AIに建物を自由にデザインさせる
建築パースは、AIでもっと「伝わる」提案資料にできる。
こんにちは。
住宅・リフォーム・店舗などの
建築パースをAIで写真のように仕上げる取り組みをしています。
最近、建築業界でもAIが急速に使われ始めています。
でも私が考えているのは、
「AIに建物を自由にデザインさせる」
という使い方ではありません。
大切にしているのは、
設計した内容をできるだけ変えずに、今あるパースをもっとリアルに、もっとお客様に伝わりやすくすること。
です。
たとえば、住宅会社やリフォーム会社で作成したパース。
間取りやデザインは決まっているのに、
「もう少し写真っぽく見せたい」
「外壁や木目の質感をリアルにしたい」
「夕景にして照明の雰囲気を見せたい」
「完成後の暮らしをお客様にイメージしてもらいたい」
そんな場面があります。
そこで、既存のパースをベースにAIを活用します。
間取り、壁、窓、建具、家具、設備など、変更する必要のない部分はできるだけ維持。
そのうえで、
自然光・プロライティング・素材感・陰影・反射・空気感などを整えて、施工写真に近い表現へ仕上げていきます。
元パースを別の家に作り替えるのではなく、
「この設計が実際に完成したら、どんな感じになるだろう?」
を、より分かりやすく見せるためのAI活用です。
図面にもAIを活用してみる
今回試しているのが、平面図の表現です。
通常のCAD図面をそのまま見せるだけでなく、
設計士がペンで描いたようなラフスケッチ風の図面
として表現することもできます。
もちろん、ここでも重要なのは、
間取りを勝手に変更しないこと。
壁位置、部屋配置、窓、建具、水まわり、収納、設備など、元図面との整合性を優先しながら表現方法だけを変えていきます。

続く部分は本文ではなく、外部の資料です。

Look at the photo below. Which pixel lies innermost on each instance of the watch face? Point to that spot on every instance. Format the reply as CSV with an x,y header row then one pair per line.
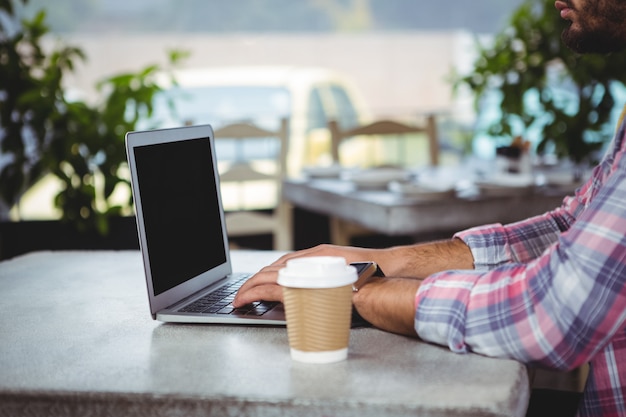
x,y
365,270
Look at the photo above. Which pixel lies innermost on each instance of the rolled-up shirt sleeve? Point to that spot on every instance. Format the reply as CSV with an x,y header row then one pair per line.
x,y
546,291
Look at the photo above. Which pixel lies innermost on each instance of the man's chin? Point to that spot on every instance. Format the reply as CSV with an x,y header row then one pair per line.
x,y
591,43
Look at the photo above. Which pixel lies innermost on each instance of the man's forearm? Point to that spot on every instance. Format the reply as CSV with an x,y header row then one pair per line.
x,y
388,303
424,259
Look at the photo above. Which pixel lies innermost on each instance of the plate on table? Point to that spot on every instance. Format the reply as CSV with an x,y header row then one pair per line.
x,y
506,184
421,192
377,178
330,171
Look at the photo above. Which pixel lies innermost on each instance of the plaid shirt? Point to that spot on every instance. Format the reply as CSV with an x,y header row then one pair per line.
x,y
549,291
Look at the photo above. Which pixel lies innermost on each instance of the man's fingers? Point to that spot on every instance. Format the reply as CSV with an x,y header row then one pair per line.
x,y
262,286
266,292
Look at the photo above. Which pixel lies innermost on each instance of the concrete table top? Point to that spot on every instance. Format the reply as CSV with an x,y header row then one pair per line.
x,y
77,339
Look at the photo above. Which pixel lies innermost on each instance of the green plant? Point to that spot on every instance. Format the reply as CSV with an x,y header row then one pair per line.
x,y
42,132
31,100
545,87
89,154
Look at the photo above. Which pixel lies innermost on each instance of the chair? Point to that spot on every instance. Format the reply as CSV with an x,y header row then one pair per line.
x,y
340,230
251,172
384,130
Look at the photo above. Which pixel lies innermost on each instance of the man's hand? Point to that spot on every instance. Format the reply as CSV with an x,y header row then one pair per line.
x,y
263,286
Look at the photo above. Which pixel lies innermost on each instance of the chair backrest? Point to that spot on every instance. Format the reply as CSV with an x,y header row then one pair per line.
x,y
385,128
265,160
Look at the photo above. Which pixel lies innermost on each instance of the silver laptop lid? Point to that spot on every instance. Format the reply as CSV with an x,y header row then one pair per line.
x,y
180,220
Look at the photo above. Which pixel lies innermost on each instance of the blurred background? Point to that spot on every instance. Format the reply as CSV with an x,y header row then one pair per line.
x,y
90,70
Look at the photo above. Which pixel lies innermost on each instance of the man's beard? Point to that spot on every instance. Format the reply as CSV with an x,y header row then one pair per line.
x,y
598,41
600,30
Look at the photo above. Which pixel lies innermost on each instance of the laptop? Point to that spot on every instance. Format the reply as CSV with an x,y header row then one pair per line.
x,y
182,232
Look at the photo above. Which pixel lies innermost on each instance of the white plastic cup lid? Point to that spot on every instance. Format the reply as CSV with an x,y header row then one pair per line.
x,y
317,272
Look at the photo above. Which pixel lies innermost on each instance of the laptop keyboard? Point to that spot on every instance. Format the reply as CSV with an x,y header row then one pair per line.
x,y
220,302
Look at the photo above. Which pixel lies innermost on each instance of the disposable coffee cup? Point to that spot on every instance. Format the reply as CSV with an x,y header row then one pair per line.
x,y
318,304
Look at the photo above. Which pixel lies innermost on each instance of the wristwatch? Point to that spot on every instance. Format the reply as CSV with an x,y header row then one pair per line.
x,y
365,270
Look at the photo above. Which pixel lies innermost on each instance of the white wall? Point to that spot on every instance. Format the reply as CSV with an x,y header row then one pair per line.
x,y
398,73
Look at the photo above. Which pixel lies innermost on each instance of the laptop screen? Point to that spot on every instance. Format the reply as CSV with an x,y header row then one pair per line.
x,y
182,225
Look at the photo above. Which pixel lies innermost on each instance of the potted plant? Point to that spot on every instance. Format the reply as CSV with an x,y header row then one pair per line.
x,y
43,132
542,86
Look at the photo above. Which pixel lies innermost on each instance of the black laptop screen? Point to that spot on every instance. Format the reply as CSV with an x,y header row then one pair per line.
x,y
180,210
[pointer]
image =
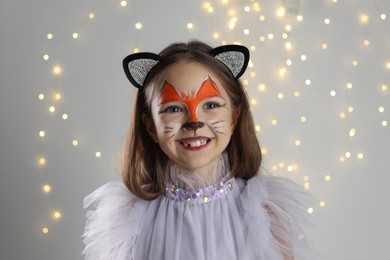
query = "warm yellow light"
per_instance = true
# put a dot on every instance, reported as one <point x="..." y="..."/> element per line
<point x="281" y="11"/>
<point x="138" y="26"/>
<point x="363" y="18"/>
<point x="262" y="38"/>
<point x="282" y="72"/>
<point x="57" y="70"/>
<point x="46" y="188"/>
<point x="326" y="21"/>
<point x="190" y="25"/>
<point x="288" y="45"/>
<point x="262" y="87"/>
<point x="41" y="133"/>
<point x="57" y="214"/>
<point x="352" y="132"/>
<point x="42" y="161"/>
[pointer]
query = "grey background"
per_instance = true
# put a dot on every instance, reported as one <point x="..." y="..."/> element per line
<point x="97" y="97"/>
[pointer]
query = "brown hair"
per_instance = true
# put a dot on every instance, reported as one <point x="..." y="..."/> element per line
<point x="144" y="163"/>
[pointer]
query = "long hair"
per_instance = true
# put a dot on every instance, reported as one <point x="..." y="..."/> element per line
<point x="144" y="162"/>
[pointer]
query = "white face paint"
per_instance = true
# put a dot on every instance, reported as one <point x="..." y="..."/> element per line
<point x="192" y="130"/>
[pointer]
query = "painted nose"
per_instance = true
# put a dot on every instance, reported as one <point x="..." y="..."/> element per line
<point x="193" y="125"/>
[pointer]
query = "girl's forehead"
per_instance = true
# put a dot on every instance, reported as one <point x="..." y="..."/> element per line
<point x="189" y="76"/>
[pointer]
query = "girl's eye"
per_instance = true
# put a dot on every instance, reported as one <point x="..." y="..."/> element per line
<point x="172" y="109"/>
<point x="211" y="105"/>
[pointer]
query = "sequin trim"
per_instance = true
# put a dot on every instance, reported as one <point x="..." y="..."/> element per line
<point x="203" y="195"/>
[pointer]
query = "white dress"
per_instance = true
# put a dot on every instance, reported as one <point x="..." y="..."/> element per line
<point x="233" y="219"/>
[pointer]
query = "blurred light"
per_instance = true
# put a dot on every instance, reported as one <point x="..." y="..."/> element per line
<point x="46" y="188"/>
<point x="138" y="26"/>
<point x="57" y="70"/>
<point x="41" y="133"/>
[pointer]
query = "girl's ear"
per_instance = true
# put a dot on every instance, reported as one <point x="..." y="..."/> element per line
<point x="150" y="127"/>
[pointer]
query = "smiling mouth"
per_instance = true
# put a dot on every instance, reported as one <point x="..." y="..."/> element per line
<point x="195" y="143"/>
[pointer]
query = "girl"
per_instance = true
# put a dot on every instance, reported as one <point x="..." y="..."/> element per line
<point x="192" y="187"/>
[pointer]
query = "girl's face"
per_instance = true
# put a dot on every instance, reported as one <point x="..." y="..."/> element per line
<point x="192" y="116"/>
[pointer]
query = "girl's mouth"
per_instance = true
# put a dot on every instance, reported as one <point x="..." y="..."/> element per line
<point x="195" y="143"/>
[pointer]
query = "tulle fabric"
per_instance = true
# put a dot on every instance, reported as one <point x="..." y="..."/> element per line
<point x="262" y="218"/>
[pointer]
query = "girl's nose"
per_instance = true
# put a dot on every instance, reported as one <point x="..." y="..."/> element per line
<point x="193" y="125"/>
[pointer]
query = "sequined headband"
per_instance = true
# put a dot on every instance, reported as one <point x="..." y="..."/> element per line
<point x="137" y="66"/>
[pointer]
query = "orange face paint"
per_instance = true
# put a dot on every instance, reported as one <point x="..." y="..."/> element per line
<point x="208" y="89"/>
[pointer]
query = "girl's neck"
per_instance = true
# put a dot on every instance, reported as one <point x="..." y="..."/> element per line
<point x="199" y="178"/>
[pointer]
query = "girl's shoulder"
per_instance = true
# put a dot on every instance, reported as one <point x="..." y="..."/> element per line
<point x="281" y="206"/>
<point x="114" y="217"/>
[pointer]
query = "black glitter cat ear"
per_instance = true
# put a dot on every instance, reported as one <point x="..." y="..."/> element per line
<point x="138" y="65"/>
<point x="235" y="57"/>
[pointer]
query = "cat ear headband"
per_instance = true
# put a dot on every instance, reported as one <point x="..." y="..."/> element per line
<point x="137" y="66"/>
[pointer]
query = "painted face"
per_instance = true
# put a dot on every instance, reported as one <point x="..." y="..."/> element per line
<point x="192" y="116"/>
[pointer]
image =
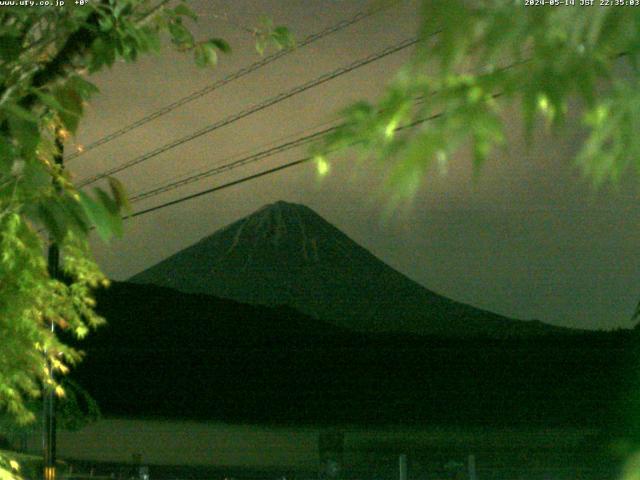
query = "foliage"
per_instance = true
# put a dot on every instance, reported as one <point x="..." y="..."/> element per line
<point x="475" y="58"/>
<point x="45" y="57"/>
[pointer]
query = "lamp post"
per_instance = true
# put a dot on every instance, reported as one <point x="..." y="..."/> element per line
<point x="49" y="397"/>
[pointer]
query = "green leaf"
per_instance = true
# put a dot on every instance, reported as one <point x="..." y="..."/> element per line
<point x="24" y="130"/>
<point x="180" y="35"/>
<point x="22" y="113"/>
<point x="283" y="37"/>
<point x="71" y="101"/>
<point x="98" y="214"/>
<point x="113" y="212"/>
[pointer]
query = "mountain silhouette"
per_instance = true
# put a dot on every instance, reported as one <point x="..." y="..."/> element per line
<point x="286" y="254"/>
<point x="169" y="354"/>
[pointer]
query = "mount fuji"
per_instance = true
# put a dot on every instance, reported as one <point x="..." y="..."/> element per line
<point x="287" y="254"/>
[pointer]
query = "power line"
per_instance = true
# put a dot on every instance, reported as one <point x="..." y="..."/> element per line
<point x="228" y="79"/>
<point x="254" y="176"/>
<point x="256" y="108"/>
<point x="232" y="165"/>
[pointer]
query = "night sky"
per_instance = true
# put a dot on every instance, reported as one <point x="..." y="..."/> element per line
<point x="529" y="238"/>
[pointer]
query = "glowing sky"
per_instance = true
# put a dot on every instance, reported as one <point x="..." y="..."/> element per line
<point x="529" y="238"/>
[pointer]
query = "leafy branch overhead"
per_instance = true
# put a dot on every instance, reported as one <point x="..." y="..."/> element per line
<point x="475" y="59"/>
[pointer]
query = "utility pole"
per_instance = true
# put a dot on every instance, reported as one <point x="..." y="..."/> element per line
<point x="49" y="395"/>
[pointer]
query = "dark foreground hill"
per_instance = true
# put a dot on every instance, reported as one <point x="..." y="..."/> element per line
<point x="170" y="354"/>
<point x="286" y="254"/>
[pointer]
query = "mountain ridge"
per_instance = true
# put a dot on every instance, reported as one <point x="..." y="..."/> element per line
<point x="287" y="254"/>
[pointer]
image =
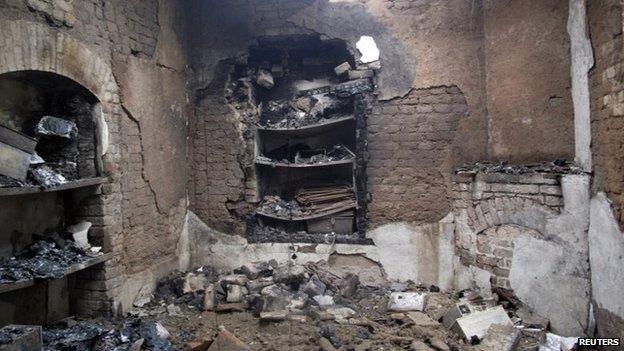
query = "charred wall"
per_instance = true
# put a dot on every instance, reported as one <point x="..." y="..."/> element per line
<point x="419" y="42"/>
<point x="607" y="105"/>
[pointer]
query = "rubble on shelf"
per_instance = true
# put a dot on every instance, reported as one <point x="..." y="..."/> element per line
<point x="309" y="202"/>
<point x="43" y="260"/>
<point x="308" y="157"/>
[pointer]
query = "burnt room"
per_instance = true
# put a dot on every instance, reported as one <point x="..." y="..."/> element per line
<point x="354" y="175"/>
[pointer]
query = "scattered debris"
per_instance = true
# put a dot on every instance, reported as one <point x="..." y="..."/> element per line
<point x="555" y="342"/>
<point x="406" y="301"/>
<point x="500" y="338"/>
<point x="361" y="73"/>
<point x="228" y="341"/>
<point x="477" y="323"/>
<point x="350" y="88"/>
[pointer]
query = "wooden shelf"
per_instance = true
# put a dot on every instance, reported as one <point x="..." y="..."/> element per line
<point x="81" y="183"/>
<point x="305" y="218"/>
<point x="312" y="129"/>
<point x="6" y="287"/>
<point x="303" y="165"/>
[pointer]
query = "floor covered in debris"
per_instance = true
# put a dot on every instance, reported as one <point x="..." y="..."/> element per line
<point x="266" y="306"/>
<point x="347" y="175"/>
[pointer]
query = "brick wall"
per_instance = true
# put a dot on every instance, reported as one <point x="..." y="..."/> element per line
<point x="408" y="141"/>
<point x="78" y="41"/>
<point x="218" y="180"/>
<point x="129" y="27"/>
<point x="495" y="207"/>
<point x="607" y="93"/>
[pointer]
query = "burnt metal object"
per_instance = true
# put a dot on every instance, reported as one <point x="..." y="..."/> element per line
<point x="47" y="177"/>
<point x="17" y="140"/>
<point x="80" y="337"/>
<point x="41" y="260"/>
<point x="557" y="167"/>
<point x="21" y="337"/>
<point x="351" y="88"/>
<point x="14" y="162"/>
<point x="56" y="127"/>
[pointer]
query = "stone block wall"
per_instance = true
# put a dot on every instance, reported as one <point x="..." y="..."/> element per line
<point x="607" y="93"/>
<point x="408" y="141"/>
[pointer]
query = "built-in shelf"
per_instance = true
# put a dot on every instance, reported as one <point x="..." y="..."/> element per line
<point x="21" y="284"/>
<point x="313" y="216"/>
<point x="81" y="183"/>
<point x="303" y="165"/>
<point x="312" y="129"/>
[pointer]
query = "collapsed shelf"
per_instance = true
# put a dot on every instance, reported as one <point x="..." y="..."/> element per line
<point x="30" y="189"/>
<point x="312" y="129"/>
<point x="6" y="287"/>
<point x="335" y="210"/>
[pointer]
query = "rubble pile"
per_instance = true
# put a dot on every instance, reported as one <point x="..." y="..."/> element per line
<point x="302" y="111"/>
<point x="269" y="306"/>
<point x="133" y="335"/>
<point x="347" y="315"/>
<point x="559" y="166"/>
<point x="43" y="260"/>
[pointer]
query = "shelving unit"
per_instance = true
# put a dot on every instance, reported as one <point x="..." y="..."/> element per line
<point x="6" y="287"/>
<point x="24" y="190"/>
<point x="276" y="177"/>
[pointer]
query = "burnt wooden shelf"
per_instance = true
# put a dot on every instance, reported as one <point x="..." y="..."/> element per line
<point x="313" y="216"/>
<point x="30" y="189"/>
<point x="21" y="284"/>
<point x="303" y="165"/>
<point x="311" y="129"/>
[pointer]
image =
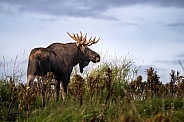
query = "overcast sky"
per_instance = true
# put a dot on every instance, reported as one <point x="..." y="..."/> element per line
<point x="150" y="32"/>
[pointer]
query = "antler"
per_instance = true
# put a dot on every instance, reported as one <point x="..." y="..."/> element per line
<point x="83" y="40"/>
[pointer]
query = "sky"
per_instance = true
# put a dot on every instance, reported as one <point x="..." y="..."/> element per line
<point x="149" y="32"/>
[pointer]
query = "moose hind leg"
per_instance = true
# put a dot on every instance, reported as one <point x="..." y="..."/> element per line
<point x="43" y="91"/>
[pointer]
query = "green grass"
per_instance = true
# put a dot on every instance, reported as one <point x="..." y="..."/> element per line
<point x="110" y="92"/>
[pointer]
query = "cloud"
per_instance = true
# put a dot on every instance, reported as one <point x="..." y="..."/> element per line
<point x="77" y="8"/>
<point x="176" y="24"/>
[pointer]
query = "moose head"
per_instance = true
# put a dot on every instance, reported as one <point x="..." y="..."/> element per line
<point x="85" y="54"/>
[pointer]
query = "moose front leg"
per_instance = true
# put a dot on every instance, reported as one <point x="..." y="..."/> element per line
<point x="65" y="82"/>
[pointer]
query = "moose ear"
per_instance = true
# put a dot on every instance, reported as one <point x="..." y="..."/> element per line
<point x="82" y="65"/>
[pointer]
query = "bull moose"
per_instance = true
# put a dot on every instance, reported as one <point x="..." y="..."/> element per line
<point x="59" y="59"/>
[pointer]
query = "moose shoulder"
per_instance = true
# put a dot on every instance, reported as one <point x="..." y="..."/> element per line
<point x="60" y="58"/>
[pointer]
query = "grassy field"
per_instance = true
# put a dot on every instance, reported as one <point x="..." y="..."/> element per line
<point x="111" y="92"/>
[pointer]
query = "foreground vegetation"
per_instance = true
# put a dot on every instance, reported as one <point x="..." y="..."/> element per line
<point x="110" y="92"/>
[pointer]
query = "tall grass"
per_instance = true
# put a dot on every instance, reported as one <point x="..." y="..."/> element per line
<point x="112" y="91"/>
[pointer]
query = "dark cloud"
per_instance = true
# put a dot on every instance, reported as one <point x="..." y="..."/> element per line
<point x="77" y="8"/>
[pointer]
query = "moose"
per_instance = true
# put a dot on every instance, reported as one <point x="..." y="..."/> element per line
<point x="60" y="59"/>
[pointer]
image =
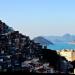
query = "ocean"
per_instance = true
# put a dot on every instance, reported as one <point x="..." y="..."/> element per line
<point x="61" y="46"/>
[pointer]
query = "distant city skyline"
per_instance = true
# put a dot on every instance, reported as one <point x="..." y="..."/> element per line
<point x="39" y="17"/>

※AIによる画像化では細かな文字・寸法・建具などに誤差が生じる場合があるため、実施設計・申請・施工用図面ではなく、イメージ共有やプレゼンテーション用途としての活用を想定しています。
AIは「設計する人」の代わりではなく、「伝える力」を強くする道具
私はここが、とても重要だと考えています。
設計そのものをAIに任せるのではなく、
建築士・設計者・コーディネーターが考えたものを、お客様へもっと分かりやすく伝える。
そのためにAIを使う。
図面だけでは伝わりにくかった空間が、
「ここに住んだら、こんな感じなんだ」
と感じてもらえるところまで見えるようになる。
これからこのブログでは、
元パース → AIリアル化
CAD図面 → 手描きスケッチ風
昼景 → 夕景・夜景
外観 → 写真品質化
など、実際の比較画像を掲載しながら、
建築・リフォームの営業提案にAIをどう使えるのか
を紹介していきたいと思います。